A total of 460 HRPC patients were randomized to receive suramin plus hydrocortisone (n = 229) or placebo plus hydrocortisone (n = 231). All patients had symptomatic, metastatic HRPC requiring opioid analgesics. Clinical end points evaluated included overall survival, objective progression-free survival (OPFS), and time to pain progression (TTPP). An evaluation of overall survival, OPFS, and TTPP as a function of a PSA decline of > or = 50%, lasting at least 28 days, was undertaken by using a landmark analysis at 6, 9, and 12 weeks. A multivariate analysis of the impact of PSA decline was performed on these clinical end points.

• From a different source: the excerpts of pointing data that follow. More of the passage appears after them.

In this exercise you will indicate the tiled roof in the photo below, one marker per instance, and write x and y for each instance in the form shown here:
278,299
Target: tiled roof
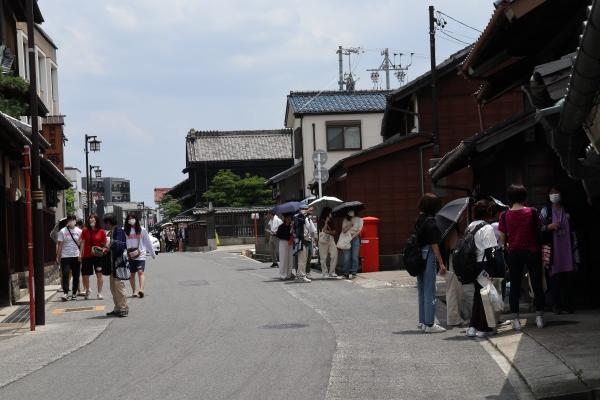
326,102
239,145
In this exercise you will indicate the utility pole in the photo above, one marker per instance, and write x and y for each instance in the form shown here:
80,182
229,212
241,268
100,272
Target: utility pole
37,195
387,65
341,68
434,99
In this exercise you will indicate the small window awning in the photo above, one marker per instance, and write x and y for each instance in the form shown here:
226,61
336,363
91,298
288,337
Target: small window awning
295,169
461,156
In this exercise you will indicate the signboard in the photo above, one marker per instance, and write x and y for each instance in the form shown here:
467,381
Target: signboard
321,175
320,156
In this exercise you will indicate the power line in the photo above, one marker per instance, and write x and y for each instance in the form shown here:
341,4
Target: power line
460,22
452,37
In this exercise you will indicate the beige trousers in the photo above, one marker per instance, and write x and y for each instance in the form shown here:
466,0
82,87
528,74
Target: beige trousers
117,289
327,247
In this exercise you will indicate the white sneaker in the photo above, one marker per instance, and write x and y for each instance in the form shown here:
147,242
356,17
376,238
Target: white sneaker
516,324
435,328
539,321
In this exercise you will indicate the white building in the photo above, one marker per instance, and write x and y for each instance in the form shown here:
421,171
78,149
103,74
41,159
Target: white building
340,123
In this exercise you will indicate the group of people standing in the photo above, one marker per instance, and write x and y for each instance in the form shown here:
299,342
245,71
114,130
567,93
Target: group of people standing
94,250
291,240
519,239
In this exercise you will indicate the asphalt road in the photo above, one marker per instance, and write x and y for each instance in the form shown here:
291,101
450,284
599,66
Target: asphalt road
217,326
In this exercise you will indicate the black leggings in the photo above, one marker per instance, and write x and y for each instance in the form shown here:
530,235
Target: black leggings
517,262
70,264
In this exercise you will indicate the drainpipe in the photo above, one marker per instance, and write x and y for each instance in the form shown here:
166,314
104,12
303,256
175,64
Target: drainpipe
28,220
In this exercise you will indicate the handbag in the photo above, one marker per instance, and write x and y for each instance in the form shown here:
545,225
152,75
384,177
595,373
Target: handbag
122,272
344,241
134,252
97,251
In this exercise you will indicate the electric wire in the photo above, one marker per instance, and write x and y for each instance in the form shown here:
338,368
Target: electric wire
460,22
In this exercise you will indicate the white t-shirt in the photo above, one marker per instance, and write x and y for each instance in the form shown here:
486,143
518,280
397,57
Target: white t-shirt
484,238
274,223
70,248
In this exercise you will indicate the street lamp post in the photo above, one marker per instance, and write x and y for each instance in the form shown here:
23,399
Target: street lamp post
91,144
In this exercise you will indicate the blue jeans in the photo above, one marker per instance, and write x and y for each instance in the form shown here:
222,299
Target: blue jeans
351,257
426,288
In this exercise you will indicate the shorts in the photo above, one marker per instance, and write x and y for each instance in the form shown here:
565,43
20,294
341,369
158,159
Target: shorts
97,265
137,265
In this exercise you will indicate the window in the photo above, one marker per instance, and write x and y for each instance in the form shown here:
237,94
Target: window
344,136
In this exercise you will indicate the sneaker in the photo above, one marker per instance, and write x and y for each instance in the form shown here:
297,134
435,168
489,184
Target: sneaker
539,321
435,328
516,324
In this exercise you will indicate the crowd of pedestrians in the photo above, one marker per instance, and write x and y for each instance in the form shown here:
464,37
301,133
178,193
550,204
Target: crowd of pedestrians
292,240
95,249
506,242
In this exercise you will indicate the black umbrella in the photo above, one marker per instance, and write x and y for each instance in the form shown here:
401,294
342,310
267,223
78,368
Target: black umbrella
449,215
287,208
343,208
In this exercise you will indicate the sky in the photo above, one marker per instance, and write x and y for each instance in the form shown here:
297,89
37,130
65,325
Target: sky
140,74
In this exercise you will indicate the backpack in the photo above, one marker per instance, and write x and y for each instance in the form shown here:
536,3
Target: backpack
464,257
412,256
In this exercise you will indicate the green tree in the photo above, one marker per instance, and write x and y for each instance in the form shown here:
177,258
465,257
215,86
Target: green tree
230,190
70,201
170,206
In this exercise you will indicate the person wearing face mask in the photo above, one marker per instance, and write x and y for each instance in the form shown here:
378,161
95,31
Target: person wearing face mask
558,252
138,244
352,224
67,255
94,249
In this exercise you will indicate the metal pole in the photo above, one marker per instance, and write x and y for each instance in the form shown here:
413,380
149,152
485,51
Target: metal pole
434,99
87,179
27,169
341,68
37,194
319,175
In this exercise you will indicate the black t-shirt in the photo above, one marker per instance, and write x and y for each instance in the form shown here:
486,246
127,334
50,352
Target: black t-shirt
427,230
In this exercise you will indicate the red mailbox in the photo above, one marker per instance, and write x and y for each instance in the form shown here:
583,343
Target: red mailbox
369,244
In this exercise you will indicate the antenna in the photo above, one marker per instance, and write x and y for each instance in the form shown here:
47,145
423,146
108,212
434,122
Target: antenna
346,78
387,65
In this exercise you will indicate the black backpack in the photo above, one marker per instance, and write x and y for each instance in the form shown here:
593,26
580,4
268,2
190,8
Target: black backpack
464,257
412,256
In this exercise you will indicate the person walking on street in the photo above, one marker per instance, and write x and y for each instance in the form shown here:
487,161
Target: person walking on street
519,228
273,222
352,225
559,253
284,234
67,256
304,233
118,245
327,247
486,244
138,245
429,237
93,245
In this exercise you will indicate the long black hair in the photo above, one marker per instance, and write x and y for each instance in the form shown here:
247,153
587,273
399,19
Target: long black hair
138,227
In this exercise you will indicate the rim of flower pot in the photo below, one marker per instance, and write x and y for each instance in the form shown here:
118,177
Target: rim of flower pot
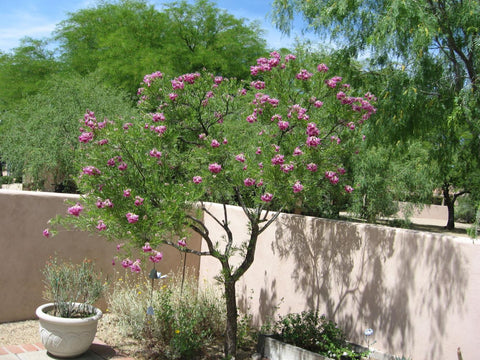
41,314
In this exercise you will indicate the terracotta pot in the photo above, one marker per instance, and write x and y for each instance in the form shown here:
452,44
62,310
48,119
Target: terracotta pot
66,337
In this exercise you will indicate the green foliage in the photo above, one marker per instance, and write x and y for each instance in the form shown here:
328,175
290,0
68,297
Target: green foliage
24,71
315,333
123,40
185,321
67,284
39,138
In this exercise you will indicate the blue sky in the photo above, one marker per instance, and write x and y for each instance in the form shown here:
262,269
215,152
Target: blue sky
38,18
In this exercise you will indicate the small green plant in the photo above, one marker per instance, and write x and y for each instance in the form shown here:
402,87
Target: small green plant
184,319
73,288
315,333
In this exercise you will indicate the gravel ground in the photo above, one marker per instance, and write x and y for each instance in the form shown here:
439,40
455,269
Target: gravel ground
26,332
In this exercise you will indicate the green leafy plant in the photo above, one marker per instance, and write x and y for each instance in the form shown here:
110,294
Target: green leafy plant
275,143
315,333
184,319
73,288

A decline in PSA of > or = 50% lasting > or = 28 days was significantly associated with a prolonged median overall survival, OPFS, and TTPP, both in the entire group and the suramin plus hydrocortisone group at all three landmarks in both univariate and multivariate analysis.
In this prospective, randomized trial of suramin plus hydrocortisone versus placebo plus hydrocortisone, a posttherapy decline in PSA of > or = 50%, lasting 28 days, was associated with prolonged median overall survival, improved median progression-free survival, and median TTPP. This analysis suggests that a posttreatment decline in PSA may be a reasonable intermediate end point in HRPC trials and calls into question the clinical utility of preclinical assays evaluating the in vitro effect of given agents on PSA secretion.
激素难治性前列腺癌(HRPC)临床试验缺乏经过验证的终点指标。前列腺特异性抗原(PSA)治疗后下降的效用仍存在争议。本研究的目的是在一项苏拉明加氢皮质激素与安慰剂加氢皮质激素的随机III期试验中,确定PSA治疗后下降是否与改善的临床指标相关。
总共460例HRPC患者被随机分为接受苏拉明加氢皮质激素(n = 229)或安慰剂加氢皮质激素(n = 231)。所有患者均患有需要阿片类镇痛药的有症状的转移性HRPC。评估的临床终点包括总生存期、客观无进展生存期(OPFS)和疼痛进展时间(TTPP)。通过在6、9和12周时进行标志性分析,评估总生存期、OPFS和TTPP作为PSA下降≥50%且持续至少28天的函数。对这些临床终点进行了PSA下降影响的多变量分析。
在整个组以及苏拉明加氢皮质激素组中,在所有三个标志性时间点的单变量和多变量分析中,PSA下降≥50%且持续≥28天均与中位总生存期、OPFS和TTPP延长显著相关。
在这项苏拉明加氢皮质激素与安慰剂加氢皮质激素的前瞻性随机试验中,PSA治疗后下降≥50%且持续28天与中位总生存期延长、中位无进展生存期改善和中位TTPP相关。该分析表明,PSA治疗后下降可能是HRPC试验中一个合理的中间终点,并对评估给定药物体外对PSA分泌影响的临床前试验的临床效用提出质疑。